Patricia Scanlon, Ireland’s first AI ambassador, thinks that AI can make learning more efficient and accessible if we rethink our education system.
While there is much excitement around what AI brings with it, some are also cautious about its implications on the future of jobs and the damage advanced AI can do if in the wrong hands.
One such area of human endeavour that AI has already started to upend is learning. The power of generative AI is disrupting classrooms in schools and colleges world-over, with educators scrambling to devise policies to prevent the technology’s misuse.
But with every disruption comes an opportunity to makes things better. Patricia Scanlon, Ireland’s first AI ambassador, thinks that when it comes to the impact of AI on education, the novel tech can actually be used as a force for good in learning and development.
“There’s a lot of power in being able to take AI and level the playing field in some ways,” Scanlon said in her keynote speech to an audience of more than 350 people at the Learnovation Summit held in the Aviva Stadium in Dublin today (5 October).
The annual summit was organised by the Learnovate Centre, a learning technology research centre based in Trinity College Dublin.
“Not everybody has access to low student-teacher ratios, after school tutors, helpful parents at home, English as their first language – you can see how that more individualised help can really help in education.”
But it’s not just children in schools that can benefit from the equalising ability of AI technology. Adults, too, Scanlon said, can make the most out of LLMs [large language model] that can help them learn things they never had access to learning before.

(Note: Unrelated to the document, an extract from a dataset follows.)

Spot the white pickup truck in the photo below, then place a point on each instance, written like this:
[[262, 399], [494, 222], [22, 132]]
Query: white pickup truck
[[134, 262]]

“Maybe somebody never gets to go to college, but they can educate themselves to a certain point with AI. Not the point of a full format education system, but a tool to help and that’s where the productivity aspect comes in,” she explained.
“And then in the working world, AI can be hugely helpful – particularly for people with dyslexia. You’re levelling the playing field for people like that, who struggle to write in the blank page.”

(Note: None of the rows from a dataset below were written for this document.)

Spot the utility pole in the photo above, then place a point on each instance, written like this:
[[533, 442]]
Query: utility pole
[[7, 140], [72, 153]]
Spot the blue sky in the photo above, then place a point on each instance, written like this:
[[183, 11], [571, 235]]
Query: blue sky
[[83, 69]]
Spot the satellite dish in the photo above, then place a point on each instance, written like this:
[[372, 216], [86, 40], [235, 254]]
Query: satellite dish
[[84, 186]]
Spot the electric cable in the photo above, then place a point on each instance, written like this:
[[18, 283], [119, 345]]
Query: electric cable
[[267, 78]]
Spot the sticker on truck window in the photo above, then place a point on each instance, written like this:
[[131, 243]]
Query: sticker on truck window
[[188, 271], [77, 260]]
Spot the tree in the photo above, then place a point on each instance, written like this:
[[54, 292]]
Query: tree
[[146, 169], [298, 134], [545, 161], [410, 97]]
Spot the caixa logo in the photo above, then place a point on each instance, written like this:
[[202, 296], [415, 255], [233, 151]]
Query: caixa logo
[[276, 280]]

‘Turn education system upside down’
But is the effect of AI on learning, especially for younger people and children, really such a bed of roses? Scanlon said there are ways in which these tools could be harmful to our development if we start to rely on it too much.
“We wonder if kids are ever going to be able to write for themselves or engage in critical thinking. Conversely, AI can help to ensure that integrity – but it’s going to take work,” she went on.

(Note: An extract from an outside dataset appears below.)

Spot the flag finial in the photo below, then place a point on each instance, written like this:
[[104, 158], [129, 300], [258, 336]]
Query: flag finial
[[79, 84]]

“You can use the LLM to create live questioning that somebody couldn’t possibly be prepared for, and change the questions based on the answers to drill downs someone’s knowledge.
“Then, together with a little bit of security and analytics, or maybe their style of writing or what they said before or what we know that LLMs produce, you can get to something more like an oral assessment or a defence of a thesis if you want, and AI can help that.”
According to Scanlon, the easy thing to do would be to ban AI. But it’s not necessarily the best way forward. What’s far more beneficial, she argued, is to “turn our whole education system upside down” and look at AI in a different light.
“It’s not going away, so we need to think about how we can use this tool to help with critical thinking, to help them [learners] progress in all aspects of teaching and learning.”